The absence of a central regulatory body meant there was no one to appeal to outside the authority. The lack of interest was summed up by one social worker in the report who said: "I have hard kids to place and here was someone who would take them without asking too many questions. I dare not upset him."
Other councils were anxious to believe that the Beck scandal could never happen in their homes. But across Britain abuse has been exposed in care homes. Among the greatest concerns has been the suspicion that paedophile groups were operating in homes. More than 60 children were thought to have been involved in a ring involving council staff and external abusers in Islington, north London.
In the inquiry that followed last year by Ian White, Oxfordshire's director of social services, he warned that Islington's failure to deal with a further set of allegations in the early Nineties meant staff who may have abused children could be working in childcare elsewhere in the country.

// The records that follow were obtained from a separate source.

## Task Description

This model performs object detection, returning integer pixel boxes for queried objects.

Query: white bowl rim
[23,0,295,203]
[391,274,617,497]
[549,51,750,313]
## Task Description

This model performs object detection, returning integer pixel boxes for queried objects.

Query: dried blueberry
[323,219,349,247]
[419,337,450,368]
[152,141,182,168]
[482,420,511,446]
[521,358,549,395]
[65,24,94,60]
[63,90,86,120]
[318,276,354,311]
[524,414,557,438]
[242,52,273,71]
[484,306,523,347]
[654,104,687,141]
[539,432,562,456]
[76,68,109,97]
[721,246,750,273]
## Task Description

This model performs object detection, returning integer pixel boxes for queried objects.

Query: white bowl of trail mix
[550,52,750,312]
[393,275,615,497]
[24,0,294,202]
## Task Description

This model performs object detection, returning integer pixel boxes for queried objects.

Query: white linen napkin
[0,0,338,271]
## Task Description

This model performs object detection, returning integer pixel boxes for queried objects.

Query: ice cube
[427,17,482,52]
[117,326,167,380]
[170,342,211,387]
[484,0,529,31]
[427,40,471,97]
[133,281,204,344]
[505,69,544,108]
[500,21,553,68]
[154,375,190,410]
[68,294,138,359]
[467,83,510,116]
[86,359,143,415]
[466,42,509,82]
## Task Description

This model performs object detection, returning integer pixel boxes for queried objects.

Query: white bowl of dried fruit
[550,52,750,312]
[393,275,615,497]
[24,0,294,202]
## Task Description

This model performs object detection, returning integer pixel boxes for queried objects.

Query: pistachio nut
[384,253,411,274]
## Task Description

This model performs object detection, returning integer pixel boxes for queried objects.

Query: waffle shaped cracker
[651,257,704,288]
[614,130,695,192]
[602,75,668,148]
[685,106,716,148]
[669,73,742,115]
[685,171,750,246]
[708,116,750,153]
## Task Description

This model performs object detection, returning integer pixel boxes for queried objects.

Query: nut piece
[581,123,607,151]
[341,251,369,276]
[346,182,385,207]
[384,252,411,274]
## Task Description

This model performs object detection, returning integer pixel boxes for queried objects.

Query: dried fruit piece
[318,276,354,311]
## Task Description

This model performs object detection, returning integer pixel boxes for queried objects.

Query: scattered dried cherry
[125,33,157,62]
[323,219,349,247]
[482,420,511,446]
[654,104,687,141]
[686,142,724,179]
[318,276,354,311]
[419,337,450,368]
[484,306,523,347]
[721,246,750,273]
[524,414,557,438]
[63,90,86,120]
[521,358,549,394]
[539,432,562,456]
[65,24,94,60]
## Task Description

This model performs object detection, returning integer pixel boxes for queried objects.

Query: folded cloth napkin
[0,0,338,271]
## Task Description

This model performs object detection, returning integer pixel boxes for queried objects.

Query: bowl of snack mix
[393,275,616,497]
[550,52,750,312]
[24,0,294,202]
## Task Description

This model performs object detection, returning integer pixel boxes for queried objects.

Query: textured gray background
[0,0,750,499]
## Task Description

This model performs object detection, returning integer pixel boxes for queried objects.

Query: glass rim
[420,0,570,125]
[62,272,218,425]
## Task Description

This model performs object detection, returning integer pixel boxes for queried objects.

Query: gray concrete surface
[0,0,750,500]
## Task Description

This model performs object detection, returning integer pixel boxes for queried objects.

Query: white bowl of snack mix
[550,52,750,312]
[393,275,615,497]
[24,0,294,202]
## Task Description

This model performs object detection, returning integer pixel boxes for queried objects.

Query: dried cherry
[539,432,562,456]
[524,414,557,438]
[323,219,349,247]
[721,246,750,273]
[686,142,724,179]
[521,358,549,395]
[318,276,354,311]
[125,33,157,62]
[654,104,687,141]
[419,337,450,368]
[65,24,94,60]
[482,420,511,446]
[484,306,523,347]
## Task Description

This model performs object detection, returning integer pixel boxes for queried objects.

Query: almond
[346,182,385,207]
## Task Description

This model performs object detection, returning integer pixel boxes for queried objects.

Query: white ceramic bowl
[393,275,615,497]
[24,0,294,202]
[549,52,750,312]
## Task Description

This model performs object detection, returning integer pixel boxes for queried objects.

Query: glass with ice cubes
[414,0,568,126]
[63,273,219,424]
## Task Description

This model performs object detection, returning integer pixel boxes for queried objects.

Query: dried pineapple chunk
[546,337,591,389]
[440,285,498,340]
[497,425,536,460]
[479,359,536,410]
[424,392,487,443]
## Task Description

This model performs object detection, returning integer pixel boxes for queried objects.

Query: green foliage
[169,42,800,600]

The report put local councillors in the dock as well as employees. It said managers were too terrified to deal with staff in a fiercely politically correct regime for fear of being called homophobic or racist.
The revelations of abuse in Staffordshire of more than 140 children in the Eighties were equally damning. Tony Latham, a social worker, was the architect of the policy known as "pin-down" for controlling difficult children in homes.
They were kept in isolation for weeks at a time in a bare room; many were forced to breaking point where they attempted suicide. But Barry O'Neil, the then director of social services, said of Latham, the policy was "to let him get on with it and not to interfere as long as he produced the goods".
When he was finally exposed, an inquiry launched in 1991 concluded he had lost sight of "minimum standards of behaviour and professional practice".
But perhaps the most disturbing scandal is that of Clwyd, North Wales, in the Seventies and Eighties, where more than 100 children may have suffered sexual abuse in homes.
The attempts to suppress the report into what took place has provoked concern about how deep the corruption went. There have been calls for a public investigation of claims that social workers procured boys for people outside the homes and used the boys themselves for sex.
The most enduring legacy of the scandals must be the revelation that 12 former residents of homes in North Wales are dead, in circumstances that have been linked to their time in care.